First of all congrats on your sensor @1technophile, looks awesome!

@nordlead2005, @firstof9, @1technophile
I didn’t mean it wasn’t possible, I just think that is not such a strong viable option against wired sensors.

I prefer to connect it to the wall and unless I make any change in it I never have to worry about it.

I agree wired is better to start with and in most situations. Battery sensors should be saved for when it is impractical to plug into the wall. As an example, someone was asking about wireless garage door sensors, but in a garage wired is easy since power is out there and looks don’t really matter. For water detection under some of my sinks it is near impossible.

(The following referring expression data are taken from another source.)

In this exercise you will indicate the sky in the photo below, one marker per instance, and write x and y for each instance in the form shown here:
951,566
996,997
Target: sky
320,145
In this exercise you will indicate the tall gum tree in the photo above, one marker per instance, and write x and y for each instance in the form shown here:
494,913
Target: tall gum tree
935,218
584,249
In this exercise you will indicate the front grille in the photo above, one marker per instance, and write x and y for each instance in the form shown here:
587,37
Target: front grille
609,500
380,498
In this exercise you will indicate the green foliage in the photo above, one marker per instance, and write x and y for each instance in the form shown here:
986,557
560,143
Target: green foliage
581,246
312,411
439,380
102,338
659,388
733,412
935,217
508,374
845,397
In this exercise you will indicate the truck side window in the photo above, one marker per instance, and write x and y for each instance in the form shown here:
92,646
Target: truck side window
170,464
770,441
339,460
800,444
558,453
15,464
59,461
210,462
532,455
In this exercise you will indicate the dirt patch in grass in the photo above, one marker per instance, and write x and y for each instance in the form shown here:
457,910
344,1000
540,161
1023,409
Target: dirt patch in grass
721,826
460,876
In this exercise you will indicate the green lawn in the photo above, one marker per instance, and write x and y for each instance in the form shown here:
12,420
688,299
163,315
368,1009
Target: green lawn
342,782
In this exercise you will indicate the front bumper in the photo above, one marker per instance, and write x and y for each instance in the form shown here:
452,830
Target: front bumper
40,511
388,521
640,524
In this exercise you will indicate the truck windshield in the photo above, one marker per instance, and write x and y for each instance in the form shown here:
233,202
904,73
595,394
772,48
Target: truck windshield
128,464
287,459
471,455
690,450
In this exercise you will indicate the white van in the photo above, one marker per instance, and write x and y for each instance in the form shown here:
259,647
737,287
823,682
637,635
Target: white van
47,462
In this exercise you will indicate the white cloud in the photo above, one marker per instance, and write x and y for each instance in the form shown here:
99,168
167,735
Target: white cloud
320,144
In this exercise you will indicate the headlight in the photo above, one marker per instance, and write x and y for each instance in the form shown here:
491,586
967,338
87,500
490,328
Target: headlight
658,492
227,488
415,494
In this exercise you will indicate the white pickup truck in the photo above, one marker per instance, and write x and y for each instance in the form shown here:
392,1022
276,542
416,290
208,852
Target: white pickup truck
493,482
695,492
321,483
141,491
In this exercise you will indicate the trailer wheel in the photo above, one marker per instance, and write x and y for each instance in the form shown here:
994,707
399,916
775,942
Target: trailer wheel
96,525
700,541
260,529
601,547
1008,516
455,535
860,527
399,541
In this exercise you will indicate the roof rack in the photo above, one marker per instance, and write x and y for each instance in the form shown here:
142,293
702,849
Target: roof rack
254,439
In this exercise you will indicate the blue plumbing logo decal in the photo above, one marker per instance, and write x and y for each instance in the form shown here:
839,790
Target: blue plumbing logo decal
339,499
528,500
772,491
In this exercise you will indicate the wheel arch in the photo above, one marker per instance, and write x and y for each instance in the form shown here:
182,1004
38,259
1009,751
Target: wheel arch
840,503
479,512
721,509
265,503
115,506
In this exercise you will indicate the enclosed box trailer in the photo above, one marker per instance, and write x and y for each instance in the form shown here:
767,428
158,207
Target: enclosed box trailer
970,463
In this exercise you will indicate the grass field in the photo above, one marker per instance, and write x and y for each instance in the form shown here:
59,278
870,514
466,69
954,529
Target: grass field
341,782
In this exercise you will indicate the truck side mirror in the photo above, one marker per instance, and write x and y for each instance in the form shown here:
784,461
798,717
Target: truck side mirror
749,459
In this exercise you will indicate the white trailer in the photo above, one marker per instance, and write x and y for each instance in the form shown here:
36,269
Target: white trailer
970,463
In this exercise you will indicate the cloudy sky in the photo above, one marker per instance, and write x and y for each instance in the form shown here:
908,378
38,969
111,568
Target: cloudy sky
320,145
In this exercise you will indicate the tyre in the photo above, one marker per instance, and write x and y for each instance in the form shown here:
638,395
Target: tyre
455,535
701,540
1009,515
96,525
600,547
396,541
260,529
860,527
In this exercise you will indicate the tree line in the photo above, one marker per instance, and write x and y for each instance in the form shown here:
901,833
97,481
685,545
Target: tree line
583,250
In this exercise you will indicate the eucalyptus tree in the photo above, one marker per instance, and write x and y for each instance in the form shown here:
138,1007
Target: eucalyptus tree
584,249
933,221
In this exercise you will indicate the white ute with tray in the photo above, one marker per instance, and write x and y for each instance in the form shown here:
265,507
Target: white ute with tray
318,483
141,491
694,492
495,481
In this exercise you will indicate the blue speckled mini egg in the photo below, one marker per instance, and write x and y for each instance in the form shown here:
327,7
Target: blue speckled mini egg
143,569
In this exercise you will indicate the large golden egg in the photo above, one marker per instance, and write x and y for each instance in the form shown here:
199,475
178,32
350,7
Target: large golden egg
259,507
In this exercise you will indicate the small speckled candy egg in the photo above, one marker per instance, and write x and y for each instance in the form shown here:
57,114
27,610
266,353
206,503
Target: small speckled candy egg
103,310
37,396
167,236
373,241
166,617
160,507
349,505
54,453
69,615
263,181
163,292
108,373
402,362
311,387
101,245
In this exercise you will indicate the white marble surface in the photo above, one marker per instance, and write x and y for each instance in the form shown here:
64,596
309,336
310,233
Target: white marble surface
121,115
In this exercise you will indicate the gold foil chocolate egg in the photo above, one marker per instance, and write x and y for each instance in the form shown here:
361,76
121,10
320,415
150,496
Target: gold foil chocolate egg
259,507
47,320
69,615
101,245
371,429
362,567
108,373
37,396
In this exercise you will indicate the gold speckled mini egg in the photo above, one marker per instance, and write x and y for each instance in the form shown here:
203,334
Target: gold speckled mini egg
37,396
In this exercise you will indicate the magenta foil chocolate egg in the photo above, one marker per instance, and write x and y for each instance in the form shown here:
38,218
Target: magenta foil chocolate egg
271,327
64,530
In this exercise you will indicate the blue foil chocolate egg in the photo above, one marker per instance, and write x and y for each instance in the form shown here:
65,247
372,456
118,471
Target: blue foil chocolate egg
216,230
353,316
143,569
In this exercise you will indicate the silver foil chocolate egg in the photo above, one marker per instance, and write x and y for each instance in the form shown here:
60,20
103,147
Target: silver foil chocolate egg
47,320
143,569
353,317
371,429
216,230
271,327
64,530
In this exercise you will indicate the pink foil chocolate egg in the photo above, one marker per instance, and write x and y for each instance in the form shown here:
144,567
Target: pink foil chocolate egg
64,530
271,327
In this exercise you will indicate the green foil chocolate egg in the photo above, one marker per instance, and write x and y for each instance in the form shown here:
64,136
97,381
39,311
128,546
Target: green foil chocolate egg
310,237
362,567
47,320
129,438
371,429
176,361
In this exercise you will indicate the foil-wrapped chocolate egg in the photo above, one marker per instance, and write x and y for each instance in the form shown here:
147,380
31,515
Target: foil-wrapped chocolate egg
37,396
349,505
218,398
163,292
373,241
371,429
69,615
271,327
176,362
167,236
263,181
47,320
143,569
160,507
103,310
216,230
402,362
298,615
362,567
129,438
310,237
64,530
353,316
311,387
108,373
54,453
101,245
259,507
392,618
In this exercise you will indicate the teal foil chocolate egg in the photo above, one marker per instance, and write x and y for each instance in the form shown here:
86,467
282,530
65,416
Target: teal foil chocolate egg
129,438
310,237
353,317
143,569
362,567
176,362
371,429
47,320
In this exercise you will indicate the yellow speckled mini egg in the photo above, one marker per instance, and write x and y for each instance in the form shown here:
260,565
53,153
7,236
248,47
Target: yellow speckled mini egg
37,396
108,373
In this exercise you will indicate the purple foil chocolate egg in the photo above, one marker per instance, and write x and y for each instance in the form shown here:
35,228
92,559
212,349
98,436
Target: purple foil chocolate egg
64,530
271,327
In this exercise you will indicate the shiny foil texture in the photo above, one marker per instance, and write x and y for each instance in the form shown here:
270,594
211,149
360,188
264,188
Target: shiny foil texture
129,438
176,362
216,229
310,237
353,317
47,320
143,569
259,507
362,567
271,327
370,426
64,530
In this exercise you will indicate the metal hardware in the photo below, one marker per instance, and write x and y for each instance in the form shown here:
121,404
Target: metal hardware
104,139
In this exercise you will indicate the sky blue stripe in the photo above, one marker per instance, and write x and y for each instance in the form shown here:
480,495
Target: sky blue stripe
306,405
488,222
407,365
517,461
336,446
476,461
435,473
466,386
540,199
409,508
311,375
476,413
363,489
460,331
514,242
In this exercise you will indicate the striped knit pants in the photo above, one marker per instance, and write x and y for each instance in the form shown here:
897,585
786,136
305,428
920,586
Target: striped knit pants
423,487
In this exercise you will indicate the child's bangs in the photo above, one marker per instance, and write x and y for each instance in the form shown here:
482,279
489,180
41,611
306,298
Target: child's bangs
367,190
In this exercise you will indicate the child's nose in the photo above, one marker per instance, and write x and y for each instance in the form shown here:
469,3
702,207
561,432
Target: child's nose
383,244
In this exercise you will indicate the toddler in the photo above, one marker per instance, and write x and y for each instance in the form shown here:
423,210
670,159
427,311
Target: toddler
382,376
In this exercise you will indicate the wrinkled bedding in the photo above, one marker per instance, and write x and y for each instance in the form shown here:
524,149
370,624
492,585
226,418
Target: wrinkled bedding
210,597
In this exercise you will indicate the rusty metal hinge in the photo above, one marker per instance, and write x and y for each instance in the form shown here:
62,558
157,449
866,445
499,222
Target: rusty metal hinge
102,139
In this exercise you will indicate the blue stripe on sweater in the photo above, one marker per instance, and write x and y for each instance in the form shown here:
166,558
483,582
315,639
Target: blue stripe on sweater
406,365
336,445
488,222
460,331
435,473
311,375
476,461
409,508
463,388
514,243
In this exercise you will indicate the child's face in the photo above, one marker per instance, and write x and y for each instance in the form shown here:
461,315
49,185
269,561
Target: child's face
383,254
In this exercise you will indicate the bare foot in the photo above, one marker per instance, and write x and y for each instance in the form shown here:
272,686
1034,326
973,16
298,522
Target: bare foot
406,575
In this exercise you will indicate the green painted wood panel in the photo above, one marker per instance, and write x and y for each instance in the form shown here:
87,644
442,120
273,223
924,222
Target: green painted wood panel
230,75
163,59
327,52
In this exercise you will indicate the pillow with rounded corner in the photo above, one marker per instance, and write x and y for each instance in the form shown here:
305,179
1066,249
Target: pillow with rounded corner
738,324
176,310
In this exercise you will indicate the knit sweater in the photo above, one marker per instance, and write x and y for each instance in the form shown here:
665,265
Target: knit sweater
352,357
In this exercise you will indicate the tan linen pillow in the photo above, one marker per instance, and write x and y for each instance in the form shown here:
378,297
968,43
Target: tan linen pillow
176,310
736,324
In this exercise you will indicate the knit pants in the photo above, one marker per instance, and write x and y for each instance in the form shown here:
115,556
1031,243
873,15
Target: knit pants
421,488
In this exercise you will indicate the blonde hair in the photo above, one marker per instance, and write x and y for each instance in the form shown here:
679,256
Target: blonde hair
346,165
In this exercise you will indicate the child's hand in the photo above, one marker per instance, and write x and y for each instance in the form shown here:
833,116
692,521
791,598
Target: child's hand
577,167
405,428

My biggest problem with batteries is when you have 20 devices and all of them take 3AA batteries and you have to replace them randomly throughout the year.

This is why i use the 1200mAh LiPo batteries. 4-6mo recharge cycles are manageable and you can have them report battery status as well. If all it’s doing is water detection you can likely extend the cycle to 12 months and only have the sensor report in say hourly or bi-hourly.

Put me down for mysensors! One esp8266 for the bridge and some Arduino pro minis 3v3 are key for battery or not and some nrf24 radios. There is a large community that has done the testing and results are there no reinventing the wheel. I played around with a moisture sensor non optimized running on a pair of C batteries for a long time over a year. Only mod was removal of the onboard LED.